Really effective drugs, life-saving, life-altering drugs, have lower cost per QALY. That's the way that ratio works.

The other thing to consider is that in the absence of some kind of threshold, ceiling or ultimate cap, what is the alternative? The alternative is.... I think a lot of people would say, “Well, you negotiate.” As Dr. Levine pointed out, in Canada prescription medication isn't covered by our health care system, so at best, public payers are wielding 42% of the national buying power of the country.

I think it's trite, but it's also important and it's true, that it's very difficult to negotiate with a monopolist, especially when you don't have a monopsony—even more so when the monopoly is held over a life-saving drug. The alternative to saying that we have to draw the line somewhere is to basically say we'll take whatever price the company thinks is fair and that's what we'll pay. That's not working out so well.

Since I don't have the data in front of me, it would be difficult to respond on the spot.

If you want, I can commit to analyzing the data and figures provided by the Canadian Organization for Rare Disorders.

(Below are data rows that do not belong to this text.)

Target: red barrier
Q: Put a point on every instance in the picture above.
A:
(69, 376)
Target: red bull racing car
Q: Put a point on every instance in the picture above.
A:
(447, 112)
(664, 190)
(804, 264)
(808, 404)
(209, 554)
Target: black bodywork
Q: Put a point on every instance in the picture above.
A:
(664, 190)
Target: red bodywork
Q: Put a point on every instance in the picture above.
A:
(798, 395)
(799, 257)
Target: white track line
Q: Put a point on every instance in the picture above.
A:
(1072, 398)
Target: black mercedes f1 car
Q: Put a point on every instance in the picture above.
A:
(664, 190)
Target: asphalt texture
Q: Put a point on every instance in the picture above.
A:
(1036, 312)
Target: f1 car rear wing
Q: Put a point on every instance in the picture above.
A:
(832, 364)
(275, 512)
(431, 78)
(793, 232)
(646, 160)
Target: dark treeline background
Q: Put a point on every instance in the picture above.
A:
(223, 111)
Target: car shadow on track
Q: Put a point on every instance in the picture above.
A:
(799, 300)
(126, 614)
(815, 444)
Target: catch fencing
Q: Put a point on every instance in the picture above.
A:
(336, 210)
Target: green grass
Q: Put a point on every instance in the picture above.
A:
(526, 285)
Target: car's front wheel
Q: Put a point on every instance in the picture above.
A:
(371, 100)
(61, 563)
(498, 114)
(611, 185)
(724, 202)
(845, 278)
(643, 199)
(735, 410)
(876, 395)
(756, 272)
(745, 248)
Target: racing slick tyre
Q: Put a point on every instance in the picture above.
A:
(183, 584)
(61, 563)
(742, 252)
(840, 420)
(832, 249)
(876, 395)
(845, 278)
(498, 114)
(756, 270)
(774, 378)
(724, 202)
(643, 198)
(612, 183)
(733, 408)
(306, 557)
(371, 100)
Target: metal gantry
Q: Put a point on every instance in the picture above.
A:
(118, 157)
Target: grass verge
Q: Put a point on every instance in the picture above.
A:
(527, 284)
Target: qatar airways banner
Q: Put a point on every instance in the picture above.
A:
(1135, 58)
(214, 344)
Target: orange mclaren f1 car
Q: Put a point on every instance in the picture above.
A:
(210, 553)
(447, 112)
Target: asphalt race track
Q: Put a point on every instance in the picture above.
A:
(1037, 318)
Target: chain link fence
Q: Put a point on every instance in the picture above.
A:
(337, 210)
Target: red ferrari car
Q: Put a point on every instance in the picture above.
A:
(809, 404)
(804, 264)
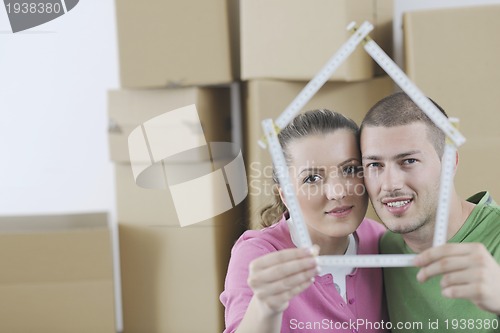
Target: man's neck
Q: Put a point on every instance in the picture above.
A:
(421, 239)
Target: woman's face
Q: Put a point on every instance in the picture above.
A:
(326, 174)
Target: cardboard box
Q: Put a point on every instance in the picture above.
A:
(172, 277)
(268, 99)
(173, 43)
(128, 109)
(293, 39)
(57, 274)
(458, 66)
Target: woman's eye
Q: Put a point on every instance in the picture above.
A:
(312, 179)
(351, 170)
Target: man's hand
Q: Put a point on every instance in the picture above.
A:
(469, 271)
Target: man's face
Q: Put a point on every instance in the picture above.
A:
(402, 175)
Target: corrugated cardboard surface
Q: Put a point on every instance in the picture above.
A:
(172, 277)
(128, 109)
(268, 99)
(56, 277)
(173, 42)
(293, 39)
(453, 55)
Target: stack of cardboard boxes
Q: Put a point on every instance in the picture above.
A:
(172, 54)
(57, 274)
(179, 52)
(453, 55)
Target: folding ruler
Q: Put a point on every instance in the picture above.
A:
(454, 139)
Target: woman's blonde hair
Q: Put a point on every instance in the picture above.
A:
(313, 122)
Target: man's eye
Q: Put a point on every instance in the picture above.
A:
(351, 170)
(312, 179)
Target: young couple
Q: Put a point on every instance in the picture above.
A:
(273, 286)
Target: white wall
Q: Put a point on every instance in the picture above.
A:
(53, 124)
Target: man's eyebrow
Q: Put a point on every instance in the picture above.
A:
(396, 157)
(349, 160)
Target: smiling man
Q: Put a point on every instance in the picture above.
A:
(455, 286)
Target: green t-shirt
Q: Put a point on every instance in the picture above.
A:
(420, 307)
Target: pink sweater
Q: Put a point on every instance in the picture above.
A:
(320, 308)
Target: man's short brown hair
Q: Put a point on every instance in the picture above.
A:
(398, 110)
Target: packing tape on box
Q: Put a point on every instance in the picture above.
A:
(454, 139)
(204, 179)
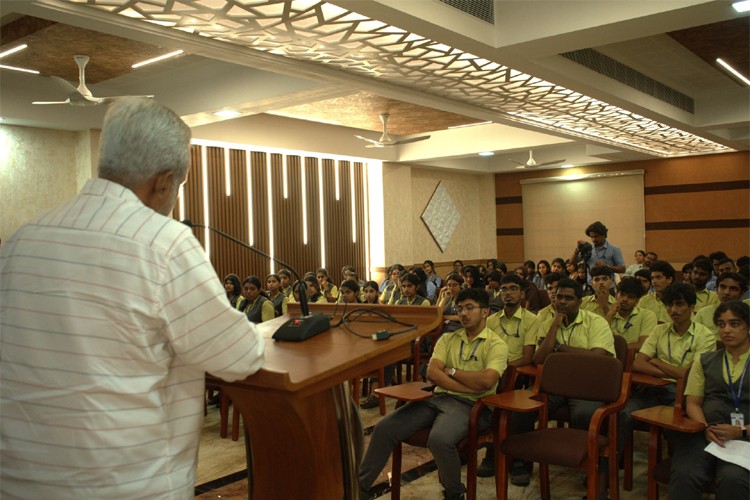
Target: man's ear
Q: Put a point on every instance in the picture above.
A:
(163, 182)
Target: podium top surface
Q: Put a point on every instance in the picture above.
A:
(336, 355)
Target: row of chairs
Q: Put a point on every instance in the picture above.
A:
(570, 375)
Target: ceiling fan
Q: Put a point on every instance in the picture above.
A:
(81, 95)
(385, 139)
(531, 162)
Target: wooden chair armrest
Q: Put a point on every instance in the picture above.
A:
(413, 391)
(519, 400)
(530, 370)
(667, 418)
(648, 380)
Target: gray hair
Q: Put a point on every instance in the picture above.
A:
(141, 138)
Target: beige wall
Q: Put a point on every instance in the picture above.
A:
(407, 190)
(40, 168)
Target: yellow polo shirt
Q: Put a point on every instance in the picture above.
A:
(651, 302)
(486, 350)
(519, 330)
(589, 303)
(640, 323)
(667, 345)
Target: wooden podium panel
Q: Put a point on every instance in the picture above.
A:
(296, 409)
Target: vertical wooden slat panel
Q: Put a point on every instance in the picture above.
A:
(229, 213)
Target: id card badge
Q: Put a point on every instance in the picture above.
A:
(737, 419)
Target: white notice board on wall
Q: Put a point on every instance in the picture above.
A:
(556, 212)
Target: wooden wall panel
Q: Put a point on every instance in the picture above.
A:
(264, 174)
(683, 197)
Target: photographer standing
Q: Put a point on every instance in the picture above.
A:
(603, 253)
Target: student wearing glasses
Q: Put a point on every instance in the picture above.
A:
(519, 329)
(465, 366)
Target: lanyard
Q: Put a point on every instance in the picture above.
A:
(684, 354)
(567, 342)
(625, 326)
(473, 351)
(518, 330)
(735, 395)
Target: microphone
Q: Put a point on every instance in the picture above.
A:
(295, 329)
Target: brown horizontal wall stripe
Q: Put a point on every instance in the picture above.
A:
(510, 231)
(697, 188)
(698, 224)
(508, 200)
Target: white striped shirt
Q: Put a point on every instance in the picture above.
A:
(110, 314)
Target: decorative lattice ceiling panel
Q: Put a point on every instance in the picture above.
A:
(319, 32)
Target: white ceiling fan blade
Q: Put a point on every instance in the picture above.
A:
(548, 163)
(407, 141)
(65, 84)
(367, 140)
(52, 102)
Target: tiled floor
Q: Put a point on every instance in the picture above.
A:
(222, 464)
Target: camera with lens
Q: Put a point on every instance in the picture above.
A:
(585, 249)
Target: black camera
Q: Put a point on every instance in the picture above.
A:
(585, 249)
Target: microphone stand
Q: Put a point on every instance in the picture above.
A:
(295, 329)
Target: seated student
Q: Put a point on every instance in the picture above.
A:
(520, 329)
(313, 290)
(427, 289)
(279, 300)
(715, 258)
(602, 300)
(534, 299)
(729, 286)
(472, 278)
(392, 287)
(349, 292)
(547, 314)
(625, 318)
(234, 289)
(370, 293)
(558, 265)
(493, 279)
(429, 269)
(718, 395)
(702, 270)
(667, 353)
(687, 272)
(285, 278)
(662, 275)
(328, 289)
(574, 330)
(640, 263)
(255, 303)
(644, 276)
(410, 284)
(447, 302)
(465, 366)
(543, 268)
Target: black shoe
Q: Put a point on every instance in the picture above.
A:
(520, 475)
(487, 467)
(372, 401)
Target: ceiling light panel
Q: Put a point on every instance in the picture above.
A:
(318, 32)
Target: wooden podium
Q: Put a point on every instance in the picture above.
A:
(303, 432)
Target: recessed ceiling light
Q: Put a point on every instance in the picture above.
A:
(227, 113)
(469, 125)
(12, 51)
(23, 70)
(733, 71)
(157, 59)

I honestly don't know whether this is true or false. I'd need to ask my colleagues to conduct the necessary analysis.

I don't know whether that's true or false.

I know that very high-cost drugs currently account for 40% of total pharmaceutical spending in Canada.

I don't agree with this claim. It isn't to boost the figures. That's the truth.

I'll need to give you the answer later, Mr. Thériault. I don't know. I don't have the figures in front of me.

Mitch, did you want to add something?

Yes. I would like to offer a comment here, because I think we're mixing up two things a little bit. One is that we have high-cost drugs and they're not just orphan drugs. Orphan drugs are often high-cost drugs, but that's not particularly the case. Much of what we were worried about in terms of high-cost drugs, drugs costing more than $10,000 per year, are in fact for common diseases now. These are things like rheumatoid arthritis and rheumatological diseases. Cancer is a common problem. The therapies are very, very expensive.

So I wouldn't say this whole focus is about trying to manage the cost of rare disease as much as it is about trying to manage the cost of very expensive therapies.

I believe that all the measures that you just described will be part of our plan, once the new regime comes into effect in January 2021.

We'll proceed in stages, starting with the implementation of the new price ceilings, which are the result of the new comparator countries.

We'll be able to conduct audits only much later, probably in two or three years. It will depend on the Federal Court of Appeal's decision. The Federal Court of Appeal must determine whether we can obtain the information that we need to check whether patent holders are complying with the new confidential price ceilings.

Right now, that's exactly what we're doing. We're moving forward, one step at a time. First, the new country-specific price ceilings will begin to apply in January 2022. At this time, the confidential price ceiling, or the maximum rebated price, isn't being applied.

In the meantime, we'll mainly be consulting with the patent companies. However, we'll also be working on this issue with other stakeholders, as we move forward.